The teaching of world languages provides a variety of benefits:
- Teaches listening, speaking, reading, writing and culture with emphasis on communication
- Exposes students to the beauty and richness of other languages and civilizations
- Strengthens cognitive thinking skills
- Supports the native language of the student and reinforces English grammar
The ultimate goal of an academic elementary program is to complete successfully the level one high school curriculum. The high schools currently require a world language placement test and/or written recommendation by the student’s world language teacher.
World Language Rationale
To support the current/existing philosophy incorporated in the Diocesan World Language Guidelines, we offer the following rationale:
Research indicates the most successful language learning takes place between birth and age ten to twelve. At this young age, the child will have an easier time of learning and retaining the language. When children study world language, they develop higher cognitive thinking skills. Foreign language study helps students gain a better understanding of the grammar/ structure of their native language. As a result they usually perform better on standardized tests (Terra Nova, HSP/AT, SAT, ACT).
Two or three years of world language study in high school do not always provide fluency in a world language.

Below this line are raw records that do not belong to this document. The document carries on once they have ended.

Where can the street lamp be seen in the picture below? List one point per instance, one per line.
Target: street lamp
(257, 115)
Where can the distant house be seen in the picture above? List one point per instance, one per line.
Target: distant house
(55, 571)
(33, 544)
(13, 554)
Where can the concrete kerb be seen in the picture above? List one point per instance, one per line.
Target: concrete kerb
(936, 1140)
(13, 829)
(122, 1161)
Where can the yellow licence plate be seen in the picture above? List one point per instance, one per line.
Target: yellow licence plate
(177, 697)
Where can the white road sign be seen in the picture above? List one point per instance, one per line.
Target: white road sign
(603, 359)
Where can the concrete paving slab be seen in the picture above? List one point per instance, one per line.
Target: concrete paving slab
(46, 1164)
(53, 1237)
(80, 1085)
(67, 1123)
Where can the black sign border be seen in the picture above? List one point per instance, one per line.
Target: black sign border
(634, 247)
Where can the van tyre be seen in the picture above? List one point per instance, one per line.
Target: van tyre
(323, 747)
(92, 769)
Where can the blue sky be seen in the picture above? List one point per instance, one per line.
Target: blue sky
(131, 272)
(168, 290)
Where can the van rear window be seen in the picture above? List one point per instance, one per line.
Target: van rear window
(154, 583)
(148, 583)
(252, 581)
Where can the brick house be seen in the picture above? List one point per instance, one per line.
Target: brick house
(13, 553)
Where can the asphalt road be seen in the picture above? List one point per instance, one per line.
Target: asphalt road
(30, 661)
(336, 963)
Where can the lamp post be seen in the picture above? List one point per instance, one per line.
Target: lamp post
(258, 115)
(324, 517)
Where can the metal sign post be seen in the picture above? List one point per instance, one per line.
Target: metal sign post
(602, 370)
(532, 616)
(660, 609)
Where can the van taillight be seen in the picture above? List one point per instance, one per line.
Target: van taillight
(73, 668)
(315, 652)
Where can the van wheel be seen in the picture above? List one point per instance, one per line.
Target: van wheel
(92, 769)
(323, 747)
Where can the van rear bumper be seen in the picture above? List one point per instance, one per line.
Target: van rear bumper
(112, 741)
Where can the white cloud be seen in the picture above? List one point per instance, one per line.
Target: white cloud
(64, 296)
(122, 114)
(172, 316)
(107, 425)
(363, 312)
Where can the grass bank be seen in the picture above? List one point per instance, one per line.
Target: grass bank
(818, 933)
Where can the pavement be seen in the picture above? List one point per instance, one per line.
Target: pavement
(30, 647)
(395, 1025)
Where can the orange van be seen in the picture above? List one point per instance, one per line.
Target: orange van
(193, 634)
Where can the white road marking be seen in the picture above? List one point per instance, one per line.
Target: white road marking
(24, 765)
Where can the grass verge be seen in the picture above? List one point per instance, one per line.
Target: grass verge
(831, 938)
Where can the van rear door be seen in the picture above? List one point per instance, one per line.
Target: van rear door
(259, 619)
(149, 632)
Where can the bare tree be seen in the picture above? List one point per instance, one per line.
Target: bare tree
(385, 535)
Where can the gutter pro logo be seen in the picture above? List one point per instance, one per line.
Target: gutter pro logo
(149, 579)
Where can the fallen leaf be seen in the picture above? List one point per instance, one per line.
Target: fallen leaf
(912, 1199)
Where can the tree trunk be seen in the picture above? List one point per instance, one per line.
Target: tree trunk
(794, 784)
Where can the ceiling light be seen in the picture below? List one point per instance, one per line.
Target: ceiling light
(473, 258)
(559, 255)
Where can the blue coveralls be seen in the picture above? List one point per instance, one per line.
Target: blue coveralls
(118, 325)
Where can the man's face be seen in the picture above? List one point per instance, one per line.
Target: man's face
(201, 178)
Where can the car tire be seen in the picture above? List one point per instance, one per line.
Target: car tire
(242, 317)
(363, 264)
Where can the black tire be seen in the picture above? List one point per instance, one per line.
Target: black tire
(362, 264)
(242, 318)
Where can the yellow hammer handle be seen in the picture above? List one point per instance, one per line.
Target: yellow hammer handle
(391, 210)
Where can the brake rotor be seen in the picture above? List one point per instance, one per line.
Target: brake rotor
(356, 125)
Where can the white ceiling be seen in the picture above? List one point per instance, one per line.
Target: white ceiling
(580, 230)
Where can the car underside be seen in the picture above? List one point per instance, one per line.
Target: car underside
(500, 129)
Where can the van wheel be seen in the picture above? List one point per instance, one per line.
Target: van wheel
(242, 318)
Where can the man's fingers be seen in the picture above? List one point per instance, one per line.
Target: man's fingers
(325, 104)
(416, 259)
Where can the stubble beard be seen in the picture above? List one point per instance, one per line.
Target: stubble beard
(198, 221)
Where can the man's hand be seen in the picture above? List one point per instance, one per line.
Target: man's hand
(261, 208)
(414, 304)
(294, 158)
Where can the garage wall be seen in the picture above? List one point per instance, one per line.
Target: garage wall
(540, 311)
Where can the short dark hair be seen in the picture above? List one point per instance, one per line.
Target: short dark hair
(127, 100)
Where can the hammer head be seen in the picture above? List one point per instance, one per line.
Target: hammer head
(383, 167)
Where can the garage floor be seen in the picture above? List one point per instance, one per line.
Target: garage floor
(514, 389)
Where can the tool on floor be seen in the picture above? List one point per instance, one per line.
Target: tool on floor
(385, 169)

Fluency will more likely be reached if the child has started world language learning much earlier and continues to advanced levels in high school.
Study of a world language creates citizens who will learn to accept, understand and appreciate the diversity of cultures. Thinking globally will help to promote world peace. In our global society, as the world becomes more interdependent, students’ knowledge of world language is crucial for expanded career opportunities. It will also aid in developing responsible citizens of the world community and bring us closer to realizing the Kingdom of God on earth.